401K plans are now one of the most popular benefits of most corporations. However, most people don't take full advantage of them as they should.  Here are the major things  you need to know about 401K plans:

 

  • You can convert your 401K plan into an IRA, then use it as a down payment on your house up to 10K per person.  This transaction is penalty free and is a great way to save for a down payment on your first home!  If your company helps to contribute, you can basically use their money for your down payment when you leave.
  • All money put into the 401K is tax free, you only pay taxes on it after you retire and start withdrawing
  • You avoid all the local city and state taxes, so if you save your 401K money in New York City and then move to Washington State., you avoid paying the high city and state tax rates altogether.
  • Your money grows tax-deferred, meaning when you make money from stocks or other investments and you don't have to  pay any tax on it.  You use the government's money to invest for your retirement instead of giving it to them.
  • In an emergency, the government allows you to withdraw funds, however if you withdraw prior to age 59.5 you have to pay an extra 10% tax penalty.
  • You can contribute up to $13,000 for 2004.
  • If you leave your job, you can always convert your 401K to an IRA and buy and sell any stock or mutual fund with it.
  • Most employers contribute money to your 401k plan as a company benefit, another big reason to take advantage of  401k pre-tax deductions
  • How much should I contribute?

    This depends on your personal finances, however you should always try and maximize your 401k.  The reasons for this are that most companies are giving you money in addition to your contributions and also the huge tax savings that occur especially if you live in a high tax state and city.  We recommend contributing as much as you can while you are young so that you don't have to contribute that much when you get older since you have the power of interest compounding.

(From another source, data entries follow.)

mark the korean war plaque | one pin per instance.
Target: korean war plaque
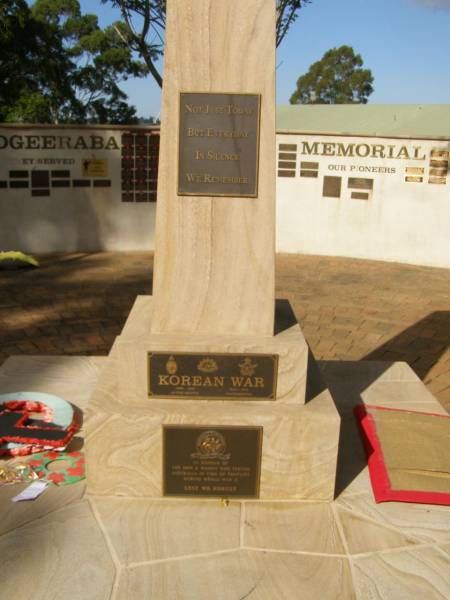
(218, 144)
(211, 461)
(212, 375)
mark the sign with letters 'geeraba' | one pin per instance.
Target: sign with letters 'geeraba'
(218, 144)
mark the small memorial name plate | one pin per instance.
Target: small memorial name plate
(213, 376)
(211, 461)
(218, 144)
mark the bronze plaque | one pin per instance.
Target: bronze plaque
(211, 461)
(218, 144)
(211, 375)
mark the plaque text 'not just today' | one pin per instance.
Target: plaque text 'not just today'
(218, 144)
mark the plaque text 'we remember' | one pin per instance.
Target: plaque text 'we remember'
(218, 144)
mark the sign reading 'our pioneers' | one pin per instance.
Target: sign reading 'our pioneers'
(211, 375)
(218, 144)
(211, 461)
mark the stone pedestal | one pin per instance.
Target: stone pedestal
(300, 426)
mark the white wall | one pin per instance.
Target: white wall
(69, 218)
(403, 221)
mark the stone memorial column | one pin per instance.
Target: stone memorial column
(216, 394)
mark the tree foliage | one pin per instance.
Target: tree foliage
(144, 22)
(59, 66)
(338, 78)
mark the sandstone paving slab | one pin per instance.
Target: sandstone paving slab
(422, 521)
(410, 395)
(62, 556)
(422, 573)
(363, 535)
(71, 377)
(308, 527)
(15, 514)
(241, 574)
(143, 530)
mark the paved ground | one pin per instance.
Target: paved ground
(348, 308)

    Buy a house with your 401K plan than has been converted to an IRA

    What most people don't realize is that if you stash away $10,000 in your 401k, then leave your job and convert it to an IRA, you can then withdraw the money as a down payment for your first house.  This of course is not a good reason to leave your job, but since most people change jobs frequently these days its good to know that you can use the money if you have to before you turn 591/2.  The advantage of doing this is that when you buy a house you usually have high deductions from the mortgage payments from the first year, so you tax rate is less than when you were just working and saving your money.  It also makes it easier to save since the money is pulled from your paycheck automatically and your employer might have even contributed to 401K plan.

    Where should I invest my Money?

    You can see our EFT page for some suggestions if you have a plan that allows you to chose whatever you want.  However, most plans only have a small amount of options available to choose from.  We recommend going for the S&P 500 fund and forgetting about it.  However, if you would like to get more aggressive, you might want to split your money with the S&P fund with an international fund since it looks like most future growth will come from countries like China and India vs. the US.  Whatever you do, make sure you become more conservative as you get older so you don't risk too much of your future when you don't have much time left.